Metadata-Version: 2.4
Name: fidel-tools
Version: 0.1.8
Summary: Python port of Fidel Tools - Amharic language preprocessing toolkit
Author: Fidel Tools Authors
License: MIT
Requires-Python: >=3.8
Description-Content-Type: text/markdown; charset=UTF-8; variant=GFM

# Fidel Tools - Python Toolkit

Fidel Tools is a suite of high-performance natural language processing (NLP) components for the Amharic language.
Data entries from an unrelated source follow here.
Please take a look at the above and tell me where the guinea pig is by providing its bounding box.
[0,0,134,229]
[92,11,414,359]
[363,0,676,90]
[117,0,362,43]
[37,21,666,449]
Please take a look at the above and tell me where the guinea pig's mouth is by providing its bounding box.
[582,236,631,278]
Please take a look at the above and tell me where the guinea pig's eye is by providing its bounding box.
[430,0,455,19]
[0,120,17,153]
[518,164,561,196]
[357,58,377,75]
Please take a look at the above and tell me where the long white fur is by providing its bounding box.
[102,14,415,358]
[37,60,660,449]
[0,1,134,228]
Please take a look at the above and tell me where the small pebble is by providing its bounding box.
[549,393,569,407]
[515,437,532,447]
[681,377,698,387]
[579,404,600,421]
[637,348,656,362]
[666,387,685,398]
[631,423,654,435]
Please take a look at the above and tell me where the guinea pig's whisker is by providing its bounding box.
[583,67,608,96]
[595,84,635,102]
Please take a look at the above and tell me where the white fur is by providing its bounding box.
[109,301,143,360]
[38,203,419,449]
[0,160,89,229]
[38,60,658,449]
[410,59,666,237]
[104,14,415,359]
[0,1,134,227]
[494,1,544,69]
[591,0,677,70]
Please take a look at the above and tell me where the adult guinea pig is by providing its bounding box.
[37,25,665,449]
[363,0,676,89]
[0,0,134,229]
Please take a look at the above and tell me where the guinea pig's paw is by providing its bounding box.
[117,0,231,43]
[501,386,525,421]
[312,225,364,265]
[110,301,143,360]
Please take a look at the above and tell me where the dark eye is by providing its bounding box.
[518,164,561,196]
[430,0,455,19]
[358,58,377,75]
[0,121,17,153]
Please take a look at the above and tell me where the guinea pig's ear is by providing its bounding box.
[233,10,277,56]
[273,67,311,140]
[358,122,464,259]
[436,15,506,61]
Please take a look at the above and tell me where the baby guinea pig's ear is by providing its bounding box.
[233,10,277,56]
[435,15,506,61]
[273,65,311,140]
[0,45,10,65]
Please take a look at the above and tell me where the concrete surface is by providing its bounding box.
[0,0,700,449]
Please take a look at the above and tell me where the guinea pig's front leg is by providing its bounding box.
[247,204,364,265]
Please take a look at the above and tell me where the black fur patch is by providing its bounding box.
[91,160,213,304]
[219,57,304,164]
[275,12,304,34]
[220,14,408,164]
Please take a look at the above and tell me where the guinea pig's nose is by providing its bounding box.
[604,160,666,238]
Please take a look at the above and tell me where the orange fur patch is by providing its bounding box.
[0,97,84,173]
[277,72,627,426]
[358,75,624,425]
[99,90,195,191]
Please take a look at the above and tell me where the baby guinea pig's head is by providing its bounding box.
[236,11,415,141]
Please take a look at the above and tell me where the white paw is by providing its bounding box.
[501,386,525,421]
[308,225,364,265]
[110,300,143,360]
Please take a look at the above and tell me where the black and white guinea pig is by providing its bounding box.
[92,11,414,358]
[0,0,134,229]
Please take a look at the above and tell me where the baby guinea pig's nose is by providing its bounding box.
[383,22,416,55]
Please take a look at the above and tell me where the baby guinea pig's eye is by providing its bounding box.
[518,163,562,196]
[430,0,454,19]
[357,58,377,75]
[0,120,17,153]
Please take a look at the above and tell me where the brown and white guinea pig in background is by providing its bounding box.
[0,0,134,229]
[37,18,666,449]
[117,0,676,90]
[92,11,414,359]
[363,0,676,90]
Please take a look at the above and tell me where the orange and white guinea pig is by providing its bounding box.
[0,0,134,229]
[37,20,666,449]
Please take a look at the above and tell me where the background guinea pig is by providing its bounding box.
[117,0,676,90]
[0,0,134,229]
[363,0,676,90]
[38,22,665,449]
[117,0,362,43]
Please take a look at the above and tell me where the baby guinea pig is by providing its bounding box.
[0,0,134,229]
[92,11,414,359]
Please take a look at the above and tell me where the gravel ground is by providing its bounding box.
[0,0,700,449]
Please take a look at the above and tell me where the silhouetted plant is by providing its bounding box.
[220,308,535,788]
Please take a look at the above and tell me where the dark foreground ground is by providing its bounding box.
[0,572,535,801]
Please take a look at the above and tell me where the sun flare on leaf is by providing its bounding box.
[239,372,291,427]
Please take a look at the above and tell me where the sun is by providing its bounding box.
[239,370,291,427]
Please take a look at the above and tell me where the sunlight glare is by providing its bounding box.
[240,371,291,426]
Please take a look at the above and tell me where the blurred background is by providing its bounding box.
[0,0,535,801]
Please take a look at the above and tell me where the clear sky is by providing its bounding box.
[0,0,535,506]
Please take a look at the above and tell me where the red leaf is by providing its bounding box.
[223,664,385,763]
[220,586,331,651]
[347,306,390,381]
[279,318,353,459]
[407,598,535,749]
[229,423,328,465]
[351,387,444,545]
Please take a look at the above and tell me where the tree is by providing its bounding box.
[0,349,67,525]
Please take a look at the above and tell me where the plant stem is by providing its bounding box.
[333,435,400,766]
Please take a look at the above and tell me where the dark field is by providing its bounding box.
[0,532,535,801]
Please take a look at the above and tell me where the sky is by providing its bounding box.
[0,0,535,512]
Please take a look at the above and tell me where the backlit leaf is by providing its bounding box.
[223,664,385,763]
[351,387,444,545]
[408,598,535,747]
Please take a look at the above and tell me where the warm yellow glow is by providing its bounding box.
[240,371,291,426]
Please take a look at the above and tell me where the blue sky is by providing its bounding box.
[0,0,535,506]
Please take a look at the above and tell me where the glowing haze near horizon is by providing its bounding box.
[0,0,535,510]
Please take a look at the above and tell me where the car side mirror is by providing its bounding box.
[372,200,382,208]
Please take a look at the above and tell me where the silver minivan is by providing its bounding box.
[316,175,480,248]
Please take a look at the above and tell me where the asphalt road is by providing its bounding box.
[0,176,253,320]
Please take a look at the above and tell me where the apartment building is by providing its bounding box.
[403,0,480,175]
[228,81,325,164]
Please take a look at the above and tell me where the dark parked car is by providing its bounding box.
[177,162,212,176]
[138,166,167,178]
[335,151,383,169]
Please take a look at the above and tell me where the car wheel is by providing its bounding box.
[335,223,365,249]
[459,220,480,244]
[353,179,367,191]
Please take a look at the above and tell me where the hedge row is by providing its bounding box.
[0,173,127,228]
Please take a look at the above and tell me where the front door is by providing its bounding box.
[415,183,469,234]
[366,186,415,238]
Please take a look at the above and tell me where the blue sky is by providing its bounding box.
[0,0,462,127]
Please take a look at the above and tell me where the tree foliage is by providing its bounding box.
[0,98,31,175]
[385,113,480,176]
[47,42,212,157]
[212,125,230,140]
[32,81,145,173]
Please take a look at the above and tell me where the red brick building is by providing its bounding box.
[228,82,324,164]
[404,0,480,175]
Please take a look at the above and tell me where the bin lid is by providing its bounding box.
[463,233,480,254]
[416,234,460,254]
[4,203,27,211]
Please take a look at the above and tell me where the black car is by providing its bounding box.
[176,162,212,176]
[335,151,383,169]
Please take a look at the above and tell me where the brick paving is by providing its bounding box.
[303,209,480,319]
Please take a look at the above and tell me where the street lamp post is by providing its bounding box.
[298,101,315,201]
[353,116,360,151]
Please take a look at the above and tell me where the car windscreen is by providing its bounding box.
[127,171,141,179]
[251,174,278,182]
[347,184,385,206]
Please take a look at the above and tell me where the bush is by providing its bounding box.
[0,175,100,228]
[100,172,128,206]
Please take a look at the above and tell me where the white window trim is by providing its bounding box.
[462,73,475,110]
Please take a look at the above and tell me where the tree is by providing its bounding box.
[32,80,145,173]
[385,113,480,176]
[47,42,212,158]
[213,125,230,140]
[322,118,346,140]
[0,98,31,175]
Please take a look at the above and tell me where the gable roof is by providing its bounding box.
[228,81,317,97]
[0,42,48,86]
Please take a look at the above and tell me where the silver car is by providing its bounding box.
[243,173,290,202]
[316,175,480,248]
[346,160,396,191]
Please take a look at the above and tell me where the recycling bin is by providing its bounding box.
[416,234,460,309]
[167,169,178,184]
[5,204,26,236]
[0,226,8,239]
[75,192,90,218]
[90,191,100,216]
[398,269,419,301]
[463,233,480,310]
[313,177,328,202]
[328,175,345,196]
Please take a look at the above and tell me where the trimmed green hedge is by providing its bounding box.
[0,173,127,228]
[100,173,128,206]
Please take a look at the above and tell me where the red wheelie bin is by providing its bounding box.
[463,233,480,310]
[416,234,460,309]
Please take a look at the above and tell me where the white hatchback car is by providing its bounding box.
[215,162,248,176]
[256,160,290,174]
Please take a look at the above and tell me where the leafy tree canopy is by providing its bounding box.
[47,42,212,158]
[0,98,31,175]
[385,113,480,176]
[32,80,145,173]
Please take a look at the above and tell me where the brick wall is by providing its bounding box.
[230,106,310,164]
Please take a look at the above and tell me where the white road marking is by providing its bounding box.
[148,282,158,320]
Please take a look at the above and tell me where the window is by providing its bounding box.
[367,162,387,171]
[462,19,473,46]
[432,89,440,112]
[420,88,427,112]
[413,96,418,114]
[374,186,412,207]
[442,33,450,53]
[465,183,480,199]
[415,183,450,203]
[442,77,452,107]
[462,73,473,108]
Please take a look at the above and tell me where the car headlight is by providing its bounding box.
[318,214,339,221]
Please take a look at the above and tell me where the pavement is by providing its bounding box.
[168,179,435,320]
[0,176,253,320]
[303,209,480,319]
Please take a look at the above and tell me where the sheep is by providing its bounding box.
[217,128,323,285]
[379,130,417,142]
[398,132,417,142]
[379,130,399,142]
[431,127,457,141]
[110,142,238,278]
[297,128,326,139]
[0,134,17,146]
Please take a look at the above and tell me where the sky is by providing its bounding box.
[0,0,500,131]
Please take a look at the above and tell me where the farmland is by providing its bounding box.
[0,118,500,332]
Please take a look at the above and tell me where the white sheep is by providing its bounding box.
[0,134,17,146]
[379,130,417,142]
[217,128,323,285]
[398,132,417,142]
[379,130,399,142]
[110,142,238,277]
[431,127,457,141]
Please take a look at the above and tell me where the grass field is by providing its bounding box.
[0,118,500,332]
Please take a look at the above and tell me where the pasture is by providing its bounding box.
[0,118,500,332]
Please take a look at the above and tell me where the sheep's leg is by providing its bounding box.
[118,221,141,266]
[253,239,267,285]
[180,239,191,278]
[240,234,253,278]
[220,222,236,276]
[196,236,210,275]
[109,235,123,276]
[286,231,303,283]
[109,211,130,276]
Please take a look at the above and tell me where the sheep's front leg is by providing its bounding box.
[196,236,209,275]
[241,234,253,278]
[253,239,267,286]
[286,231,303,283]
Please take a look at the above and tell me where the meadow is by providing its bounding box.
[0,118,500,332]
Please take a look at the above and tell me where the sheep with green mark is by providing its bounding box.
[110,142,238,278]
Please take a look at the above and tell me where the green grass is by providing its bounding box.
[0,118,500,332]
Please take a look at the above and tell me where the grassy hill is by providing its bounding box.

This package leverages a native Rust core (`core-native`) compiled via PyO3 to provide lightning-fast, production-ready Amharic preprocessing.

## Installation

```bash
pip install fidel-tools
```

## Features

- **Text Normalization**: Standardizes character representations and collapses gemination.
- **Sentence Tokenization**: Splits Amharic text into logical sentences based on customizable boundaries.
- **Stemming**: Custom affix-removal stemmer mapping Amharic words to their base forms.
- **Stopwords Removal**: Dynamic removal of common semantically low-value words.
- **Lexical Analysis**: Expanded abbreviations, number removal, and punctuation handling.
- **Transliteration**: High-performance transliteration schemes (Sera, Felig).
- **Indexing & Term Weighting**: Production-grade document and query indexer with TF-IDF weighting.
- **spaCy Integration**: Native spaCy-compatible tokenizer.